Anger with ‘too bad’ a father is believed to have influenced the adult Amrani's will to power, which accounts for his obsessive accumulation of the attributes of (phallic) power in the form of  different kinds of weapon kept in the cache at his home. Even his love for welding expresses a latent function so typical of males. Men are fascinated by the power of the welding equipment capable of drilling hard steel or other metals. It possesses straightforward phallic symbolism.

Basically, a man holding a gun - or a welding machine – unconsciously fights the unconscious castration threat repressed during his infancy.

The aetiology of the ‘explosive mixture’ of Amrani’s aggression is thus marked by two facts: the lack of the infantile (and subsequent) love from his mother and the lack of the ‘good’ and authoritative father, who should have instilled the sense of moral judgment into the boy.

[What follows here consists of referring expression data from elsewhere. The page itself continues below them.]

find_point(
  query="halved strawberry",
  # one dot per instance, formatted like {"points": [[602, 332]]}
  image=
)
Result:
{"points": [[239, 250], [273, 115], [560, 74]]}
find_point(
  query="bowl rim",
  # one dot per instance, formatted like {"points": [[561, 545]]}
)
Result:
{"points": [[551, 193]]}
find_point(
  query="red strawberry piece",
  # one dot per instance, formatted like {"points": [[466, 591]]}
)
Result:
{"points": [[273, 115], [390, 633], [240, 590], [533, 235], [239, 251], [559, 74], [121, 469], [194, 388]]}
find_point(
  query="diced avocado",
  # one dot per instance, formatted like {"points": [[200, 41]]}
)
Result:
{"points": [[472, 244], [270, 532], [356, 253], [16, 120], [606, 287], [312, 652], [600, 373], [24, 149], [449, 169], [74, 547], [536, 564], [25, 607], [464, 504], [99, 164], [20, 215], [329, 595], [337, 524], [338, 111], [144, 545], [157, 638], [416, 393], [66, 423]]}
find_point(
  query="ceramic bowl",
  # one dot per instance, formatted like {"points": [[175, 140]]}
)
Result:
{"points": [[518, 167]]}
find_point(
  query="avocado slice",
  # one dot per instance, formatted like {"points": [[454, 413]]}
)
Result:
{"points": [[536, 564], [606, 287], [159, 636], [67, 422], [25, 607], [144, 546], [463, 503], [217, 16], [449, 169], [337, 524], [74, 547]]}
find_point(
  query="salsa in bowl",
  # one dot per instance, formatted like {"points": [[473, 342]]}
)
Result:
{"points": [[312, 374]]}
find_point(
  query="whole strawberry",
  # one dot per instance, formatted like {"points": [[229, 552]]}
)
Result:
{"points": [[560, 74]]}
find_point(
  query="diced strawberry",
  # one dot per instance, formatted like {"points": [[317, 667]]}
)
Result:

In several ways, the same applies to Breivik, as well as a number of serial killers. Breivik’s xenophobic outbursts can be significantly blamed on the mother, as well as her lovers, which the adult Breivik would upgrade and develop into a keen interest for Norway’s state policy:

»The grown-up Breivik regarded Norway as his Symbolic mother, and this is no rhetorical gambit. The same way as ‘something’ once deprived him of his mother during his infancy – either the mother’s night-shifts or her staying with her lover(s), the foreigners (immigrants) would now steal away from him his country. It was his mother’s frequent absence or merely strangers (one or several lovers) that Little Anders once hated so much, which burst out in his adult consciousness as manifest xenophobia.«

No such symbolism is evident in Amrani’s case. Amrani could not have felt xenophobically angry with immigrants as he himself was of non-Belgian origin. It is true he could have felt racist and nationalist xenophobia, which, however, Mr Vodeb does not consider to have had vital relevance in the matter. It seems his mother did not have any lovers who would have been a further source of frustration for the growing-up Nordine – or they did not affect him (greatly). 

Amrani's biggest problem was his disrespect for the symbolic fatherly authorities, the police and the law, related, quite telling, to the phenomenon of symbolic castration. Since during his final, probably spontaneous and not long premeditated outburst of aggression in the streets of Liège he was aware of facing another confinement in prison, he must have been – at the symbolic unconscious level – re-living the frustrating context of being sent again to a children's home.

Mr Vodeb says, “Being sent back to prison was felt as a symbol of an intolerable return to a children’s home, where Nordine, a teenager, must have immensely suffered. That is why he persisted in fighting back the possibility of going again to prison - yet this response was based on a completely erroneous concept.”

In the dead-end situation and the adrenaline shock – or the state of temporary intoxication – Nordine Amrani committed suicide.